La Croix

Endométriose, la double peine de la maladie chronique au travail

23 novembre 2020

Une femme sur dix en âge de procréer serait atteinte d’endométriose. Une maladie encore peu reconnue, tant sur le plan médical que professionnel.

Il est difficile de concilier maladie chronique et vie professionnelle. Il l’est d’autant plus lorsque la maladie est mal connue, sous-diagnostiquée et touche à l’intime. « Chaque cas d’endométriose est unique, pose Yasmine Candeau, présidente d’EndoFrance, association de lutte contre cette maladie. Certaines femmes vont demander une adaptation de poste à leur employeur ou via la médecine du travail, d’autres craignent la perte de revenus ou des conséquences négatives sur leur carrière ».

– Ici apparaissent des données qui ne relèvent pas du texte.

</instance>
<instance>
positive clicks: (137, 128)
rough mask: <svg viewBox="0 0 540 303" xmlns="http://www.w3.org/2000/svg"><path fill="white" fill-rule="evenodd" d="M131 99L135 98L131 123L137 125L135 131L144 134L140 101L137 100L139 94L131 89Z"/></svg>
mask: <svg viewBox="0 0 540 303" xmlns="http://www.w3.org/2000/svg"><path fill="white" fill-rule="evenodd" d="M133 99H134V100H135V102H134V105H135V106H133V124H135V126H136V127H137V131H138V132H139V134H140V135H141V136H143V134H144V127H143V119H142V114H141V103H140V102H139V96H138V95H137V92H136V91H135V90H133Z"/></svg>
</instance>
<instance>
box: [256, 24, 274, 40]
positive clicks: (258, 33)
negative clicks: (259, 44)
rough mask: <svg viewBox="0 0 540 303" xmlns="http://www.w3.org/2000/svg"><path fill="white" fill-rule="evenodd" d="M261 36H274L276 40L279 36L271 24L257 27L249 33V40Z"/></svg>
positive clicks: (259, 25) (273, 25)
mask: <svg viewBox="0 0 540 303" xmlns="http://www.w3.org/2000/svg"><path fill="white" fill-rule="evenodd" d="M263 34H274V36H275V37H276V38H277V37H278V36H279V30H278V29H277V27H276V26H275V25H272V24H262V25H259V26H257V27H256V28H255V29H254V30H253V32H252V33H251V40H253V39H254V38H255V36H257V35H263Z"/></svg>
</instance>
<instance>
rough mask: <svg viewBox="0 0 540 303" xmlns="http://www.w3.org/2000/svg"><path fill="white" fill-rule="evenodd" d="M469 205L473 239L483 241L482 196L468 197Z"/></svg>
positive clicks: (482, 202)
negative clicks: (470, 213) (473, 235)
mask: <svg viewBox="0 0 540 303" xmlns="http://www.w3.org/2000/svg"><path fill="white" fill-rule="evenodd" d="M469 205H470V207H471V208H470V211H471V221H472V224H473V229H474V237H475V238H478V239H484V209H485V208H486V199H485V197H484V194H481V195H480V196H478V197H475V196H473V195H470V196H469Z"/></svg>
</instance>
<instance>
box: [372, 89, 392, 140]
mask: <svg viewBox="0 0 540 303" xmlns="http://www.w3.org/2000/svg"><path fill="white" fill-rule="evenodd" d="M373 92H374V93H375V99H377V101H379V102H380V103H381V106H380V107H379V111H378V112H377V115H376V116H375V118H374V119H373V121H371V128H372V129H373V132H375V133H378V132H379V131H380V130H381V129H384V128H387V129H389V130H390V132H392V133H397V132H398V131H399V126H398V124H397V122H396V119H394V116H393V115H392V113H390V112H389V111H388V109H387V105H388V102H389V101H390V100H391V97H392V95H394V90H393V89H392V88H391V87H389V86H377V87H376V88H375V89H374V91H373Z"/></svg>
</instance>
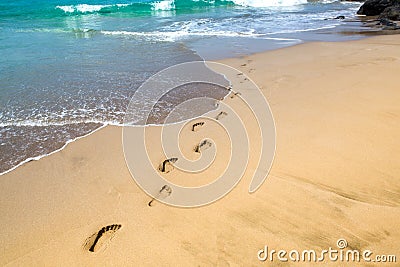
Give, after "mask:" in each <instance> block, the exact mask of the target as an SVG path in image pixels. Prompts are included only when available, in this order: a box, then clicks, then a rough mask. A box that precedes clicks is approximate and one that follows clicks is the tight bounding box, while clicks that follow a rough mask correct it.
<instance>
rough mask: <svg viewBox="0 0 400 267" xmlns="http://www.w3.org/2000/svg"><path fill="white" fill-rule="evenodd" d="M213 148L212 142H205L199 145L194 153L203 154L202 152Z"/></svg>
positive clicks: (197, 146) (200, 143)
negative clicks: (212, 145)
mask: <svg viewBox="0 0 400 267" xmlns="http://www.w3.org/2000/svg"><path fill="white" fill-rule="evenodd" d="M211 146H212V143H211V142H210V141H208V140H207V139H206V140H203V141H202V142H201V143H200V144H198V145H197V146H196V147H195V148H194V152H196V153H201V151H204V150H206V149H207V148H210V147H211Z"/></svg>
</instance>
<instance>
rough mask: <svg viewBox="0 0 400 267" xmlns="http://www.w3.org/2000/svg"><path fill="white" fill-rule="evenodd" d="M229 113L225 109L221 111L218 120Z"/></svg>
mask: <svg viewBox="0 0 400 267" xmlns="http://www.w3.org/2000/svg"><path fill="white" fill-rule="evenodd" d="M227 115H228V113H226V112H225V111H221V112H220V113H219V114H218V115H217V117H215V119H216V120H220V119H222V118H223V117H225V116H227Z"/></svg>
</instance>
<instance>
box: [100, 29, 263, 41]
mask: <svg viewBox="0 0 400 267" xmlns="http://www.w3.org/2000/svg"><path fill="white" fill-rule="evenodd" d="M101 33H103V34H106V35H129V36H137V37H144V38H152V39H155V40H158V41H165V42H174V41H176V40H180V39H185V38H188V37H193V36H202V37H213V36H219V37H262V36H264V34H256V33H252V32H232V31H197V32H193V31H185V30H181V31H169V32H160V31H155V32H130V31H101Z"/></svg>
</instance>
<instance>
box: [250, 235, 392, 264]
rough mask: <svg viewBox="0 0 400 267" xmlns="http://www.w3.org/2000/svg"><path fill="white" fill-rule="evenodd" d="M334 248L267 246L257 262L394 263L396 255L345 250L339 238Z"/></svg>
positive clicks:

Sept ans en moyenne pour un diagnostic

Les symptômes de la maladie sont complexes. Il s’agit parfois de douleurs pendant les règles, ou permanentes, situées selon les cas au niveau de l’utérus, du diaphragme, des intestins, dans le coccyx, voire dans le thorax. Le tout doublé de troubles urinaires et digestifs.

Il faut en moyenne sept ans pour que la maladie soit repérée. « Avant le diagnostic, ma gynéco me disait que c’était dans ma tête. Alors je ne voulais pas montrer mes faiblesses au boulot », raconte Manuella, 37 ans. Formatrice dans un centre d’esthétique, elle souffrait de douleurs 15 jours par mois. « Je manquais de m’évanouir, c’était comme des coups de poignard dans le ventre, raconte-t-elle. Mais je serrais les dents toute la journée : j’aimais tellement mon travail et, en tant que prof, je devais montrer l’exemple. »

Le stress aggrave les symptômes

D’après une étude menée par la docteure en sciences politiques, Alice Romerio, pour le compte du Centre d’études pour l’emploi (CNAM-CEET), 82 % des répondantes auraient des réticences à demander des arrêts à leur médecin pendant les crises. Parmi les causes : la crainte de perdre des revenus ou d’essuyer des reproches de la part de la direction ou des collègues ou encore de ne pas voir son contrat renouvelé.

Fanny, qui travaille dans une association d’aide juridique a été souvent absente à cause de ses examens et opérations. Elle n’a jamais caché sa maladie : « Ma direction a été très compréhensive. En revanche, mes collègues - qui étaient des amis - m’ont complètement tourné le dos, me faisaient culpabiliser, m’accusaient d’exagérer ». Aujourd’hui stabilisée, elle travaille - presque - normalement : « Le stress aggrave souvent les symptômes. Ce serait tellement plus simple si les entreprises et salariés étaient sensibilisés et qu’un climat bienveillant s’installait dans l’entreprise ».

Écouter son corps

Pour 49 % des femmes interrogées par Alice Romerio, l’endométriose les a gênées dans leur carrière professionnelle. Un quart d’entre elles ont changé d’emploi ou de statut après la maladie. Une fois diagnostiquée, Manuella s’est vue proposer un aménagement de poste. Elle l’a refusé : « Physiquement, je ne pouvais plus, j’avais besoin de me reconstruire ».

Aujourd’hui, elle est sophrologue indépendante. Cela la passionne et lui permet d’organiser comme elle le souhaite son emploi du temps. « J’ai dû faire le deuil de ma carrière dans l’esthétique et adapter mon travail à la maladie », dit-elle, en concluant : « Et ce n’est pas plus mal d’écouter son corps ! ».